シーソー


 カナカナカナカナとセミが鳴いている。木に止まっていたそれは僕らがやってくると大空へ逃げた。
 空は蒼く遠く広がっていて白い雲がセミを飲み込んでいった。
 小さな公園にシーソーがぽつんと一つ。水色のペンキが剥げかかり、風が吹くたびに錆びた金属の摩耗する音が響いた。
 僕は彼とそのシーソーに乗りこむ。
 彼は僕より重いから、やや中心寄りに座る。
 足を地面につけて、勢いよく踏ん張ると、僕の身体が浮かび上がる。
 ふわりとした感覚を楽しむ間もなく、どすんと僕は地面に打ち付けられる。
 負けじと僕は地面を蹴り上げる。このまま投石機の石のように空へ空へと飛んでいきそうな気がした。

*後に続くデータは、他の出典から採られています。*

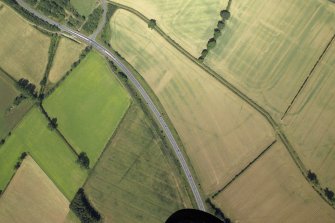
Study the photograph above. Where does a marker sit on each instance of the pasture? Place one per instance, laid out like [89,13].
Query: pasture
[23,49]
[221,133]
[89,105]
[84,7]
[10,117]
[134,180]
[49,151]
[273,190]
[189,22]
[268,48]
[32,197]
[67,53]
[310,124]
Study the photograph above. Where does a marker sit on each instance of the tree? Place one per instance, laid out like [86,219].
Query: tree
[211,43]
[53,124]
[220,25]
[217,33]
[225,14]
[329,193]
[84,160]
[312,176]
[152,23]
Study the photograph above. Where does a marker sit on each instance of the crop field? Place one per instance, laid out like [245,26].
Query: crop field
[48,150]
[268,48]
[89,105]
[273,190]
[190,22]
[23,49]
[67,53]
[84,7]
[220,132]
[9,117]
[32,197]
[310,124]
[134,180]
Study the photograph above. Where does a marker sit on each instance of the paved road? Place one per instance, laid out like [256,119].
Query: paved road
[140,89]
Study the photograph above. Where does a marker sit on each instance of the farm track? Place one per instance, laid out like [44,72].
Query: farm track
[279,132]
[309,76]
[105,52]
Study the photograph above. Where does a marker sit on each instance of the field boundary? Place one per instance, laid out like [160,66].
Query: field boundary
[244,169]
[309,76]
[276,127]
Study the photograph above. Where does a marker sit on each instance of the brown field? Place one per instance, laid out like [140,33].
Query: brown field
[273,190]
[134,181]
[23,49]
[189,22]
[268,48]
[310,124]
[32,197]
[220,132]
[67,53]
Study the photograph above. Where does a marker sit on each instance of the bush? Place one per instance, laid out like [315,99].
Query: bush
[81,206]
[211,44]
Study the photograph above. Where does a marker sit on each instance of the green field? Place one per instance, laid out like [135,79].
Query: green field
[134,180]
[48,150]
[189,22]
[23,49]
[89,105]
[9,116]
[84,7]
[268,48]
[32,197]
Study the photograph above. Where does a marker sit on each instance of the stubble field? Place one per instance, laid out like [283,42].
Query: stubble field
[134,180]
[23,49]
[273,190]
[32,197]
[220,132]
[268,48]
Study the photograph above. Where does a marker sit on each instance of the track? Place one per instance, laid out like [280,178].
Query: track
[139,88]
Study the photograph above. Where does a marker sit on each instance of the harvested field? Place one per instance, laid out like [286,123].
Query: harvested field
[134,180]
[268,48]
[89,105]
[48,150]
[310,124]
[189,22]
[67,53]
[10,115]
[32,197]
[220,132]
[84,7]
[23,49]
[273,190]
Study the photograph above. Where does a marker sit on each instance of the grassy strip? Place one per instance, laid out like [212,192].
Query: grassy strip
[30,16]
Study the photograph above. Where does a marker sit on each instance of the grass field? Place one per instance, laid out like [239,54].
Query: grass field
[89,105]
[84,7]
[23,49]
[32,197]
[221,133]
[273,190]
[190,22]
[310,124]
[67,53]
[9,118]
[48,150]
[268,48]
[134,180]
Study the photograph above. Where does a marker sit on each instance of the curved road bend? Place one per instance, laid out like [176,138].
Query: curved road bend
[140,89]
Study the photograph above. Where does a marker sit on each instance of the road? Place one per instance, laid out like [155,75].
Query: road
[140,89]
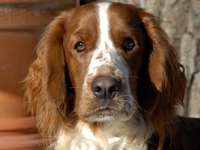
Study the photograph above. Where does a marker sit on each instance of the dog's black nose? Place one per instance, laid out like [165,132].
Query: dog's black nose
[105,87]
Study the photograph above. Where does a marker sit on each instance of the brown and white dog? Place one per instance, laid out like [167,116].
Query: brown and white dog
[106,77]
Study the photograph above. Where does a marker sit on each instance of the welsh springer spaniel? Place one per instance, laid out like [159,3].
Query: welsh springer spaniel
[106,77]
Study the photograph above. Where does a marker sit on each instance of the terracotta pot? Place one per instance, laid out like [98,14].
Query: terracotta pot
[21,23]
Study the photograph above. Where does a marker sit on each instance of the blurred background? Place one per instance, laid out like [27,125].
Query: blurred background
[21,25]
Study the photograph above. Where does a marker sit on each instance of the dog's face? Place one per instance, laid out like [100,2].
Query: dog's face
[103,62]
[104,51]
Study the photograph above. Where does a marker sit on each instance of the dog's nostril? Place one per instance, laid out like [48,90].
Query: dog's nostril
[105,87]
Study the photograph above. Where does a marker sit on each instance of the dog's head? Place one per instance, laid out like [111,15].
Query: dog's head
[104,62]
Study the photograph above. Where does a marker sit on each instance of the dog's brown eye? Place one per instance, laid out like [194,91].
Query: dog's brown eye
[80,47]
[128,44]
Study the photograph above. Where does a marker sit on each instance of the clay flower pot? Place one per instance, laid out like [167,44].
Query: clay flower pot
[21,24]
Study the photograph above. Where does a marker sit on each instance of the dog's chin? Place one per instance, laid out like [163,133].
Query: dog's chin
[106,115]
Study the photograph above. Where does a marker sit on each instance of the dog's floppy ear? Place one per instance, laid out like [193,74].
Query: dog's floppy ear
[165,82]
[45,86]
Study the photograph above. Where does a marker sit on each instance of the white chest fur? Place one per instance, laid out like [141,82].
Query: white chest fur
[114,139]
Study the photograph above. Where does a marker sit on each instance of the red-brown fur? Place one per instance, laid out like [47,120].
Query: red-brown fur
[47,93]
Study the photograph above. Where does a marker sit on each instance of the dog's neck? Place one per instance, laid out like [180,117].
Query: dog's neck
[116,135]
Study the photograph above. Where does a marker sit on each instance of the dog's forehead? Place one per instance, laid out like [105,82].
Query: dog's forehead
[87,16]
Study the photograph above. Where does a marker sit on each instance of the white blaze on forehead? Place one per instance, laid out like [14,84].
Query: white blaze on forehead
[104,27]
[105,54]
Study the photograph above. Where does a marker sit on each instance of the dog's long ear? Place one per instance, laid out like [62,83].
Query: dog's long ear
[45,86]
[164,77]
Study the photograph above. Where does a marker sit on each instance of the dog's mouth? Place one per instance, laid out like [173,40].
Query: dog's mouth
[102,114]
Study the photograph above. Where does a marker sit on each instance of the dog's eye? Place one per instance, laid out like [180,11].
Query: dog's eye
[128,44]
[79,47]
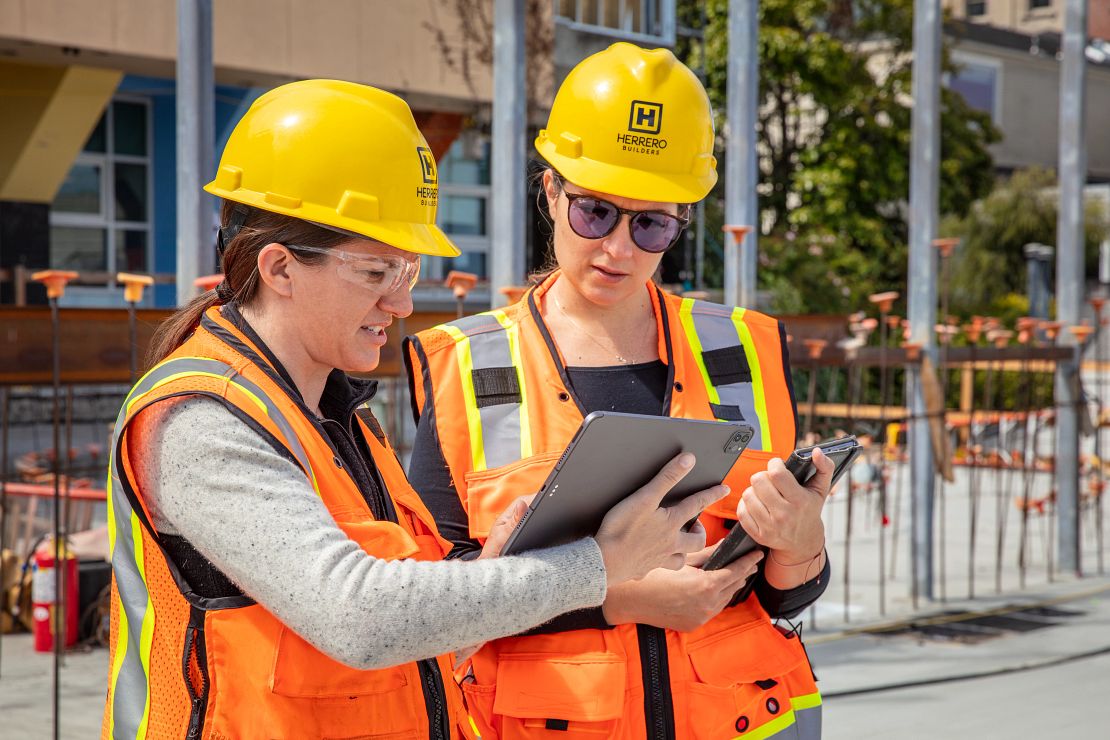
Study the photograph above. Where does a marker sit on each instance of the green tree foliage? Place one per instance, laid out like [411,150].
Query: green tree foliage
[988,270]
[835,139]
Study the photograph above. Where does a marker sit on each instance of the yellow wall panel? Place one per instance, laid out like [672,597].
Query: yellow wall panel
[49,112]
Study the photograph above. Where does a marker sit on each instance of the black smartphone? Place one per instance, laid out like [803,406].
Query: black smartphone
[843,452]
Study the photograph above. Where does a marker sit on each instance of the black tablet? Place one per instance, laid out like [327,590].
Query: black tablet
[612,456]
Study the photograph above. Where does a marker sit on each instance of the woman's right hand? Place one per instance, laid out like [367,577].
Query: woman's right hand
[684,599]
[638,536]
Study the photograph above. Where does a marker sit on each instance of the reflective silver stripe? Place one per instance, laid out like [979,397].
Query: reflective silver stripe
[715,331]
[501,424]
[130,689]
[808,722]
[189,365]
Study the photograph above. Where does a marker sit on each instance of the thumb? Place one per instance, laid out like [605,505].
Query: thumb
[821,480]
[504,526]
[698,559]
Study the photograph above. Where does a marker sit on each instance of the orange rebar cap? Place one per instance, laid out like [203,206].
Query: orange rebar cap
[133,285]
[209,282]
[737,231]
[54,280]
[461,282]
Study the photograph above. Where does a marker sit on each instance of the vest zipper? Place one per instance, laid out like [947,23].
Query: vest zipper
[658,710]
[194,647]
[435,700]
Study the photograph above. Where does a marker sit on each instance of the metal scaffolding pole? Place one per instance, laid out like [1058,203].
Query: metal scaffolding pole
[1069,275]
[195,134]
[742,162]
[507,178]
[925,170]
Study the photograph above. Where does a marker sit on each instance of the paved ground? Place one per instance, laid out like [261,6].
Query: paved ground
[27,695]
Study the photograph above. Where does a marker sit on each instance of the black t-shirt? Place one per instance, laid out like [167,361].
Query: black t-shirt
[628,388]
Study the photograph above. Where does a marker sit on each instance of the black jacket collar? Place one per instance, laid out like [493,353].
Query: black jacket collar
[342,394]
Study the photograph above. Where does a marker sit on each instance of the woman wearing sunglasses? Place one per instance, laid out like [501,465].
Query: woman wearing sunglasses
[273,570]
[498,396]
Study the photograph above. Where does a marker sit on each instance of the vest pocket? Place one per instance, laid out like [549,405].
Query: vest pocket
[302,671]
[742,680]
[579,696]
[490,492]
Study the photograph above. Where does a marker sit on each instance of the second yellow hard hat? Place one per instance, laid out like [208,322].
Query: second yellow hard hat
[341,154]
[633,122]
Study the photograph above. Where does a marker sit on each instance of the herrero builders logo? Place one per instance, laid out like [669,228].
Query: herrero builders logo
[644,118]
[429,193]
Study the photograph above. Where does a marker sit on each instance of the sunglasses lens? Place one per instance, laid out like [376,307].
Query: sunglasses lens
[592,219]
[654,232]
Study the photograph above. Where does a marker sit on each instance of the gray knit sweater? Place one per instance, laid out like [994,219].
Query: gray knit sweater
[209,477]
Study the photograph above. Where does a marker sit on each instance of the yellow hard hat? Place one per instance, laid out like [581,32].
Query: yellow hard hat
[633,122]
[341,154]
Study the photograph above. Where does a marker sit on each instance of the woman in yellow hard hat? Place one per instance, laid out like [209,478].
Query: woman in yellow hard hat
[629,148]
[274,574]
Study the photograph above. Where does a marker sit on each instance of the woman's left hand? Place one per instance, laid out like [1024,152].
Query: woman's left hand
[781,514]
[504,526]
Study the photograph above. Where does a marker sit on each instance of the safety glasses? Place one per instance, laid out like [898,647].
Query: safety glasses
[381,273]
[594,218]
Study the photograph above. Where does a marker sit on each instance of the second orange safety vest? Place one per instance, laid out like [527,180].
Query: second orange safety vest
[183,665]
[504,412]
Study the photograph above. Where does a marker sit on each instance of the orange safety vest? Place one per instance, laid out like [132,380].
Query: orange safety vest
[501,375]
[188,666]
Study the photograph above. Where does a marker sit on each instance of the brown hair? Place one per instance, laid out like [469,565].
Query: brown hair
[551,264]
[240,266]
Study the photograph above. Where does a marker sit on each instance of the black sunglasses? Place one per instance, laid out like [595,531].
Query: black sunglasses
[594,218]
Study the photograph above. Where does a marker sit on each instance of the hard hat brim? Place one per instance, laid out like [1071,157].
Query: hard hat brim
[415,237]
[628,182]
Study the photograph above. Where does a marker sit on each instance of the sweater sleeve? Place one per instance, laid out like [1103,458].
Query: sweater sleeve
[210,478]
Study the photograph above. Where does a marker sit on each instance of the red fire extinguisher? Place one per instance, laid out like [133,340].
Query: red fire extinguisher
[42,598]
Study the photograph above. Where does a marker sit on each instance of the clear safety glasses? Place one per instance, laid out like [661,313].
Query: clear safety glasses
[381,273]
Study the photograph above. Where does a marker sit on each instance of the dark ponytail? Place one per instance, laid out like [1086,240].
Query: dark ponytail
[240,264]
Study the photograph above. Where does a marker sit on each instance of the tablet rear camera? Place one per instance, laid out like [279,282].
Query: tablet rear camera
[737,442]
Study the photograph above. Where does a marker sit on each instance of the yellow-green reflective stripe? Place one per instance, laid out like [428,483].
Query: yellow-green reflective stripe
[473,418]
[807,700]
[147,636]
[121,640]
[170,378]
[291,439]
[685,313]
[757,389]
[777,725]
[514,352]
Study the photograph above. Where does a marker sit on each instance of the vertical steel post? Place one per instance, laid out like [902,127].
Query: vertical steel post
[4,520]
[195,137]
[510,121]
[60,569]
[925,170]
[1069,274]
[742,159]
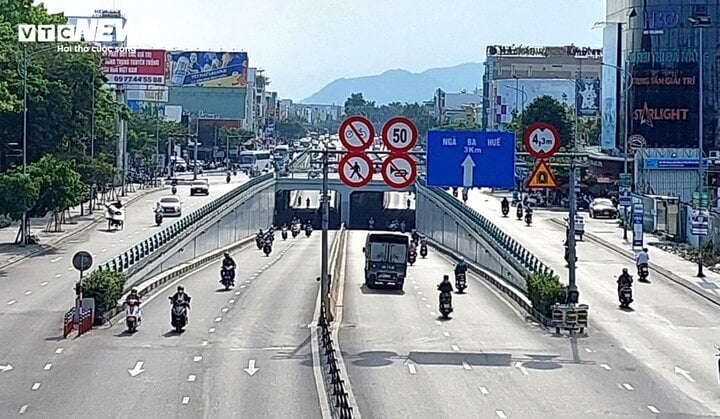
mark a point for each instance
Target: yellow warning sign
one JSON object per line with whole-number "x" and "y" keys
{"x": 542, "y": 177}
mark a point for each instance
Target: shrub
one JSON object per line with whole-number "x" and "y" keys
{"x": 106, "y": 287}
{"x": 544, "y": 291}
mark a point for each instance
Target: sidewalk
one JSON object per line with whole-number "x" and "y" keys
{"x": 11, "y": 253}
{"x": 670, "y": 266}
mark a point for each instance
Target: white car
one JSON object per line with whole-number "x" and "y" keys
{"x": 199, "y": 187}
{"x": 171, "y": 206}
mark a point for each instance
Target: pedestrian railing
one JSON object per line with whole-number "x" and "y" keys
{"x": 156, "y": 243}
{"x": 509, "y": 249}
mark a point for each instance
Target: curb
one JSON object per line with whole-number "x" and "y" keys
{"x": 662, "y": 272}
{"x": 72, "y": 234}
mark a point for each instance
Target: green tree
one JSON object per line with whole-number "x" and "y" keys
{"x": 18, "y": 193}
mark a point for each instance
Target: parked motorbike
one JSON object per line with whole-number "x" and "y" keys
{"x": 227, "y": 278}
{"x": 178, "y": 315}
{"x": 445, "y": 304}
{"x": 460, "y": 282}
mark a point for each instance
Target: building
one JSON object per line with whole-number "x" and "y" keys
{"x": 516, "y": 75}
{"x": 448, "y": 107}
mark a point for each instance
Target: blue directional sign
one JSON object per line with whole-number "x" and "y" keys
{"x": 471, "y": 159}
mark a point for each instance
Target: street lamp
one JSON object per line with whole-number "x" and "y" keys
{"x": 700, "y": 22}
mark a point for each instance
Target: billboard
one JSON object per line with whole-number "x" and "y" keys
{"x": 139, "y": 66}
{"x": 608, "y": 129}
{"x": 207, "y": 69}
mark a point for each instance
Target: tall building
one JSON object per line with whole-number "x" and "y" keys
{"x": 516, "y": 75}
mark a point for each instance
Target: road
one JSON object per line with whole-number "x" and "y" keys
{"x": 487, "y": 361}
{"x": 669, "y": 331}
{"x": 201, "y": 372}
{"x": 36, "y": 292}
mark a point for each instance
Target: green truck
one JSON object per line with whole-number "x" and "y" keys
{"x": 385, "y": 260}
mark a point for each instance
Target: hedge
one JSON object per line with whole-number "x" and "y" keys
{"x": 544, "y": 291}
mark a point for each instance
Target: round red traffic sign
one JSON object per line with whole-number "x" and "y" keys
{"x": 355, "y": 169}
{"x": 541, "y": 140}
{"x": 399, "y": 134}
{"x": 356, "y": 133}
{"x": 399, "y": 171}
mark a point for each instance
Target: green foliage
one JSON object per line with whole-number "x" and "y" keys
{"x": 106, "y": 287}
{"x": 544, "y": 291}
{"x": 18, "y": 193}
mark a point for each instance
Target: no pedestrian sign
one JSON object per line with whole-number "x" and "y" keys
{"x": 399, "y": 171}
{"x": 356, "y": 170}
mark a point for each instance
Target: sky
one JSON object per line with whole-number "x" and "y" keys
{"x": 305, "y": 44}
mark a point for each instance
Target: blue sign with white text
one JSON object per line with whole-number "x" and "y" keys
{"x": 471, "y": 159}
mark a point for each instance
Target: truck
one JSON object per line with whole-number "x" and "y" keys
{"x": 386, "y": 260}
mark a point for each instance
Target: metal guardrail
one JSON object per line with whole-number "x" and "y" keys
{"x": 509, "y": 249}
{"x": 157, "y": 241}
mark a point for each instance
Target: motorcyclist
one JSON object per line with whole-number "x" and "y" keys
{"x": 624, "y": 280}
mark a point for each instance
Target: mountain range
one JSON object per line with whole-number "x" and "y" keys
{"x": 401, "y": 85}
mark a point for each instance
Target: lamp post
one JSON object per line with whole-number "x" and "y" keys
{"x": 700, "y": 22}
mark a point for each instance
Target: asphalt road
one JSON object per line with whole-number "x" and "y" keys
{"x": 485, "y": 362}
{"x": 669, "y": 331}
{"x": 199, "y": 373}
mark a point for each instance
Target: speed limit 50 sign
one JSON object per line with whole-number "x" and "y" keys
{"x": 399, "y": 134}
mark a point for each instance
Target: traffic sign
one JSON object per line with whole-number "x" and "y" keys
{"x": 470, "y": 159}
{"x": 399, "y": 134}
{"x": 399, "y": 171}
{"x": 356, "y": 133}
{"x": 356, "y": 169}
{"x": 541, "y": 140}
{"x": 542, "y": 177}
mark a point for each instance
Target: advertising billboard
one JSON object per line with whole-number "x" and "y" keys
{"x": 207, "y": 69}
{"x": 139, "y": 66}
{"x": 608, "y": 128}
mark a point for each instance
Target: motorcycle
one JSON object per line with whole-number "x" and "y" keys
{"x": 460, "y": 282}
{"x": 643, "y": 273}
{"x": 227, "y": 278}
{"x": 132, "y": 317}
{"x": 178, "y": 314}
{"x": 412, "y": 257}
{"x": 445, "y": 304}
{"x": 625, "y": 296}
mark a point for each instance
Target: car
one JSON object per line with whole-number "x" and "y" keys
{"x": 171, "y": 206}
{"x": 602, "y": 207}
{"x": 199, "y": 187}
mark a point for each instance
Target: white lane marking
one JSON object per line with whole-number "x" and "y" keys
{"x": 522, "y": 369}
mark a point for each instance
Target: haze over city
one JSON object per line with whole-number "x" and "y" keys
{"x": 305, "y": 44}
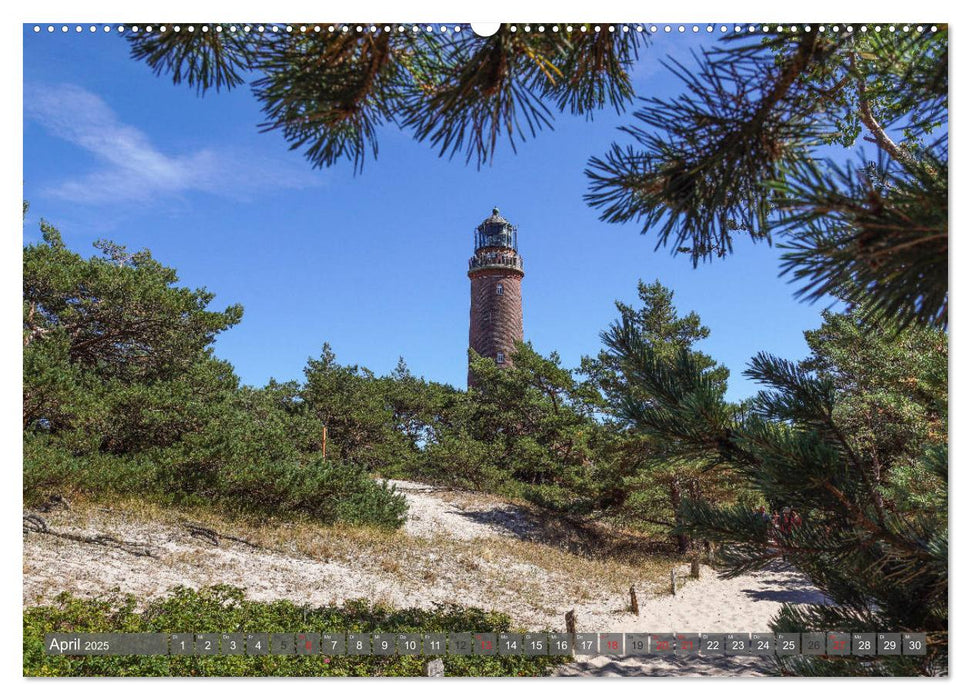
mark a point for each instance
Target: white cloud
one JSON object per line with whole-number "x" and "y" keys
{"x": 132, "y": 169}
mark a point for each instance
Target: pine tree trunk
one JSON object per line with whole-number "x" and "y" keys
{"x": 683, "y": 540}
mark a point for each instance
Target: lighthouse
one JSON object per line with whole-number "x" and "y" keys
{"x": 496, "y": 273}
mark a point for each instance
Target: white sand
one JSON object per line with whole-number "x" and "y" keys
{"x": 530, "y": 594}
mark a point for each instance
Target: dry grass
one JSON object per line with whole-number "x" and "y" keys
{"x": 560, "y": 565}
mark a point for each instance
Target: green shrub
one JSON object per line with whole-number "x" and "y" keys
{"x": 328, "y": 492}
{"x": 224, "y": 609}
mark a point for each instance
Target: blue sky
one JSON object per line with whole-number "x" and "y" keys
{"x": 374, "y": 264}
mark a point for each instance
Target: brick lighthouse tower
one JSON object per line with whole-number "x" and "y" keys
{"x": 496, "y": 272}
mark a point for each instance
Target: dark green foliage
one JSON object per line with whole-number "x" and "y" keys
{"x": 816, "y": 440}
{"x": 123, "y": 396}
{"x": 633, "y": 485}
{"x": 329, "y": 92}
{"x": 523, "y": 430}
{"x": 224, "y": 609}
{"x": 738, "y": 154}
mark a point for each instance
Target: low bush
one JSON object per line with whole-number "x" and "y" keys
{"x": 327, "y": 492}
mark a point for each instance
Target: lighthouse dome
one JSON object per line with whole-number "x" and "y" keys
{"x": 495, "y": 232}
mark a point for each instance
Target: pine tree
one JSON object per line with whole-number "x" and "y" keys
{"x": 740, "y": 153}
{"x": 329, "y": 88}
{"x": 806, "y": 442}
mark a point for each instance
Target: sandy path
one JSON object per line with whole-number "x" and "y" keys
{"x": 440, "y": 524}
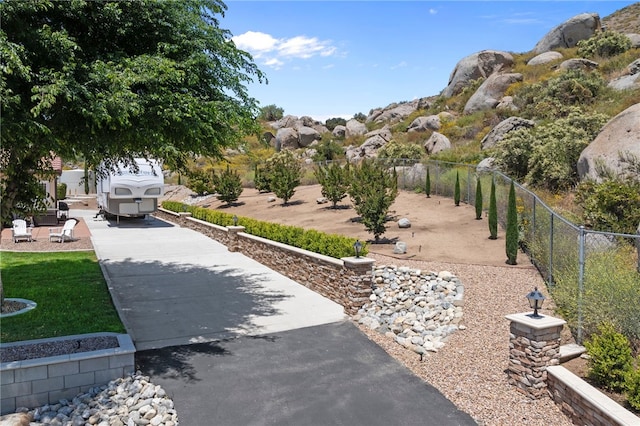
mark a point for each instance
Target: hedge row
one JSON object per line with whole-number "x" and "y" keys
{"x": 336, "y": 246}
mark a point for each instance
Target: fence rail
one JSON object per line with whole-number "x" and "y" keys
{"x": 594, "y": 276}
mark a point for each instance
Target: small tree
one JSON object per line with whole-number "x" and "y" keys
{"x": 373, "y": 191}
{"x": 427, "y": 185}
{"x": 512, "y": 228}
{"x": 478, "y": 200}
{"x": 228, "y": 185}
{"x": 334, "y": 180}
{"x": 285, "y": 173}
{"x": 456, "y": 192}
{"x": 493, "y": 212}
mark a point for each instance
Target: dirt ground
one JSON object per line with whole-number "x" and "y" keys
{"x": 439, "y": 230}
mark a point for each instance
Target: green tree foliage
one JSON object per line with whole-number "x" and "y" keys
{"x": 200, "y": 181}
{"x": 394, "y": 149}
{"x": 284, "y": 173}
{"x": 493, "y": 212}
{"x": 271, "y": 113}
{"x": 328, "y": 150}
{"x": 512, "y": 228}
{"x": 373, "y": 190}
{"x": 554, "y": 97}
{"x": 333, "y": 122}
{"x": 456, "y": 190}
{"x": 334, "y": 180}
{"x": 228, "y": 185}
{"x": 478, "y": 204}
{"x": 610, "y": 357}
{"x": 262, "y": 178}
{"x": 611, "y": 205}
{"x": 108, "y": 81}
{"x": 604, "y": 44}
{"x": 546, "y": 155}
{"x": 427, "y": 184}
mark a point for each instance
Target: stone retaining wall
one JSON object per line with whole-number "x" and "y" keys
{"x": 346, "y": 281}
{"x": 583, "y": 403}
{"x": 36, "y": 382}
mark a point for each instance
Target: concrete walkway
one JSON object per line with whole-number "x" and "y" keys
{"x": 235, "y": 343}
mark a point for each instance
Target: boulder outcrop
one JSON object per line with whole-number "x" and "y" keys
{"x": 436, "y": 143}
{"x": 490, "y": 92}
{"x": 569, "y": 33}
{"x": 545, "y": 57}
{"x": 478, "y": 65}
{"x": 501, "y": 129}
{"x": 620, "y": 136}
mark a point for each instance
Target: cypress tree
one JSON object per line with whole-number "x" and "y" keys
{"x": 456, "y": 194}
{"x": 427, "y": 185}
{"x": 512, "y": 228}
{"x": 493, "y": 212}
{"x": 478, "y": 200}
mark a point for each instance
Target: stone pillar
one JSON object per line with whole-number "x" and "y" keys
{"x": 534, "y": 344}
{"x": 359, "y": 282}
{"x": 234, "y": 241}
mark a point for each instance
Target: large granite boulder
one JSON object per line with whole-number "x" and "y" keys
{"x": 339, "y": 131}
{"x": 424, "y": 123}
{"x": 307, "y": 136}
{"x": 569, "y": 33}
{"x": 501, "y": 129}
{"x": 620, "y": 136}
{"x": 369, "y": 149}
{"x": 478, "y": 65}
{"x": 436, "y": 143}
{"x": 490, "y": 92}
{"x": 544, "y": 58}
{"x": 287, "y": 138}
{"x": 355, "y": 128}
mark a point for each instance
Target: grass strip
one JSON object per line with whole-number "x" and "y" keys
{"x": 70, "y": 291}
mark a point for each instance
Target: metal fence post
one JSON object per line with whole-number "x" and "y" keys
{"x": 550, "y": 276}
{"x": 580, "y": 286}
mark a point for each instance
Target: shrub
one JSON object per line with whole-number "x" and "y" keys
{"x": 604, "y": 44}
{"x": 394, "y": 149}
{"x": 373, "y": 199}
{"x": 493, "y": 212}
{"x": 228, "y": 185}
{"x": 610, "y": 357}
{"x": 478, "y": 204}
{"x": 334, "y": 180}
{"x": 512, "y": 228}
{"x": 633, "y": 387}
{"x": 456, "y": 190}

 ぎいこぎいこ。身体が持ち上がり、そして沈む。ただそれを繰り返す。
 ここにはシーソーしかない。僕らは日がな一日シーソーを漕いでいた。
 物干し竿を売るトラックがけたたましい大音量でセールスポイントを謳いながら通り過ぎてゆく。僕はぽつんと言葉を漏らした。
「他にも何か有れば良いのに」
「そうだね」
 次の日、公園に行くと、滑り台が設けられていた。
 ぴかぴかのペンキに塗られたそれは、古ぼけたシーソーよりもずっと魅力的だった。
 はしごを掴んで、上に登る。青い葉が茂った木の上に鳥の巣が見えた。
 ここはシーソーよりずっとずっと空に近い。僕は少しだけ身の震えを覚えた。
 彼がせっつくので、僕は勢いを付けて滑り出す。
 長い下降感覚。何処までも落ちてゆく。抗う術もなく僕は地面まで運ばれた。どさりと両足が砂を踏む。
 それはずっと新しい感動だった。
 僕らはシーソーに見向きもせずに、尻が痛くなるまで滑った。
 次の日はブランコが出来ていた。ぶらりぶらりと揺れる。彼が信じられないくらい大きく揺れると、僕も負けじと巨大な振り子を作った。
 もっと遠くもっと高く。目指すは一回転。振り落とされそうな遠心力に、僕の天地は逆転した。くらりと意識が遠のくと天地はいつの間にか元に戻っている。
 疲れたけれどとても楽しかった。この調子で遊具が増えればいいのに。
 次の日果たして遊具は増えていた。
 鉄棒が出来ると、僕らは両手を鉄臭くして、砂場が出来ると、トンネル工事をした。
 ジャングルジムは怖かったので、中に入って遊んだ。どこから入ったか忘れて、出られなくなるかと不安になった。
 毎日毎日、遊具は増え続けた。
 竹馬や一輪車にも、乗れるように頑張った。僕らがうんざりし始めても、遊具は変わることなく増え続けた。
 一ヶ月後、僕らはシーソーに乗っていた。
 滑り台から滑り降りると登り棒にぶつかり、ブランコは跳び箱に挟まれて揺らせない。
 周りを見渡すと遊具だらけ、普通の地面の方が少ないくらい。
 行き場を無くした僕らは自然とシーソーに座っていた。
 いつの間にか僕の体重は彼と同じくらいになり、二人とも端っこに座ってぎいこぎいこと上下した。
 カアカアと鴉が鳴く。ああそう言えば今日は西瓜を切るんだった。
 少し早めだけど僕は彼に別れを告げた。彼は名残惜しげに笑うと僕に手を振った。もう少し遊んでいくそうだ。
 翌日公園に行くと、入り口が大きなうんていで塞がれていた。
 僕はうんていが上れない。彼はここから出られたのだろうか。